From: The Wrap | By: Robert Hofler | Date: 12/11/2016

Late in the show, somebody does relieve himself upstage on the subway platform, but otherwise this is not only a crime-free but a drama-free zone. Whether above ground or below ground, the 'In Transit' characters lead one to re-title the show 'Theaters Are for Sleeping.' Life here is so sanitized that the subway musician known as Boxman (Steven 'HeaveN' Cantor brilliantly replicates the screech and squeal of the train cars) never asks for a dime, gives sage advice, and swipes his MetroCard for those passengers less fortunate.

6

‘In Transit’, A New A Cappella Musical For Broadway – Review

From: Deadline | By: Jeremy Gerard | Date: 12/11/2016

The songs are as generic as those descriptions suggest, and - notwithstanding the efforts of the talented ensemble - nothing in Marshall's uninspired staging on Donyale Werle's highly romanticized and sanitized subway station set makes them of even passing interest while, say, waiting for the train. It's hard to imagine how this show made it to Broadway, but I suspect it will be on the express train to the next station.

5

Theater Review: In Transit, a Musical Without Musicians

From: Vulture | By: Jesse Green | Date: 12/11/2016

I can't square the musical sophistication of In Transit with its narrative hackwork. Kathleen Marshall's staging, with its let's-get-past-it rather than the let's-explore-it approach, doesn't help: It's definitely an express. (Even so, the show is a bit too long at 100 minutes without intermission.) If all of Marshall's cleverness as a director and choreographer goes toward smoothing and polishing the surfaces, perhaps that's because in a cotton-candy musical like this one there's nothing underneath.
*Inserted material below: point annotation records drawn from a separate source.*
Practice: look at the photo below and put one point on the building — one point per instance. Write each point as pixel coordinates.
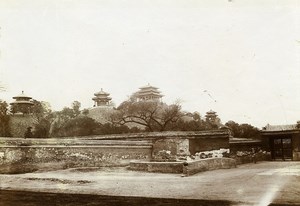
(22, 118)
(283, 141)
(148, 93)
(101, 99)
(103, 107)
(22, 104)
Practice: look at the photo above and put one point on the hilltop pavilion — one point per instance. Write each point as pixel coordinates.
(148, 93)
(22, 104)
(102, 99)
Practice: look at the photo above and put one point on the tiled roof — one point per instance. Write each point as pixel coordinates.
(280, 127)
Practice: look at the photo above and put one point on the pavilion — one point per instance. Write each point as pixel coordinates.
(22, 104)
(102, 99)
(148, 93)
(283, 141)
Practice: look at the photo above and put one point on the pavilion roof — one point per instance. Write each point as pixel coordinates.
(22, 95)
(271, 128)
(102, 93)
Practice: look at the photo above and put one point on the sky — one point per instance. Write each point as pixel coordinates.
(240, 58)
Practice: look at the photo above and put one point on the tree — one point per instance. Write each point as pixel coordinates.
(78, 126)
(4, 120)
(154, 116)
(40, 109)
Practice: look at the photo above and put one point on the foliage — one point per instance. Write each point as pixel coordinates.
(154, 116)
(243, 130)
(4, 120)
(78, 126)
(110, 128)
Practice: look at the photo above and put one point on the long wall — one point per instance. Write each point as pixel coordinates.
(110, 150)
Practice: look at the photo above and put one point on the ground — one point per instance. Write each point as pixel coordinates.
(264, 183)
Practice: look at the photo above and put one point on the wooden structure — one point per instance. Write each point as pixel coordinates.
(283, 141)
(102, 98)
(148, 93)
(22, 104)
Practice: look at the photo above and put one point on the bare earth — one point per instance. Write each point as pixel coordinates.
(263, 183)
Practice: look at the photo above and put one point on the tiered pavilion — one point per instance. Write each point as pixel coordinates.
(102, 99)
(22, 104)
(148, 93)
The cast, for instance, is admirably diverse, yet from the show's portrait you would think that the New York subway in 2016 represented a utopian post-racial environment. Nor is anyone poor, except for one smelly homeless person who is the butt of an obvious joke, and the once-rich white guy who is learning his lesson. Donyale Werle's charming set, with its treadmill tracks and mosaic motifs, gives the MTA a Museum of Transportation gloss, but it made me wonder, as did the show in its entirety: Have you been down there recently? And have you been up here?

5

‘In Transit’ review: Broadway’s first a cappella musical falls short

From: amNY | By: Matt Windman | Date: 12/11/2016

'In Transit,' an original musical depicting a variety of ordinary New Yorkers who take the subway while in pursuit of their various goals, marks Broadway's first a cappella musical - and the results aren't so great, in spite of the meticulous vocal engineering.